Overall, SMTP is a good indication that an email is formatted correctly and that it will reach its target, but it is not totally fool proof.
Have you ever wondered how your email marketing tool (MailChimp, Klaviyo, etc.) knows how many people opened your newsletter? The answer is, they use open tracking.
In a nutshell, it’s a small line of HTML embedded into an email that tells the sender whether or not the email has been opened.

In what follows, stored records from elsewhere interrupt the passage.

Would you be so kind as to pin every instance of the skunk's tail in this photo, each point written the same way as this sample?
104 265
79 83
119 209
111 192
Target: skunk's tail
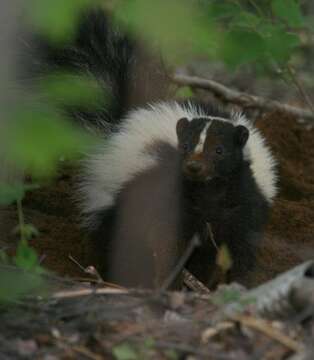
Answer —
129 74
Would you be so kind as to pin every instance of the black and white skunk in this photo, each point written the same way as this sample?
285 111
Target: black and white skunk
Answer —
167 172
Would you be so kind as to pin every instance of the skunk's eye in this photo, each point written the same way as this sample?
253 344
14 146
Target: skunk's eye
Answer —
219 150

This of course is a great way to tell if the email address is valid or not – chances are if an email has been opened, the address is correct! There are, however, exceptions to this rule. Sometimes a spam filter might ‘open’ an email to scan the content. That may mean that the email address is still correct, but perhaps the open validation is not.
There are a number of ways to validate email addresses but as we’ve shown, there is no ‘one’ infallible method. If you’re using a lead-gen tool and you’re not sure how they verify the email addresses they send you, don’t be afraid to ask!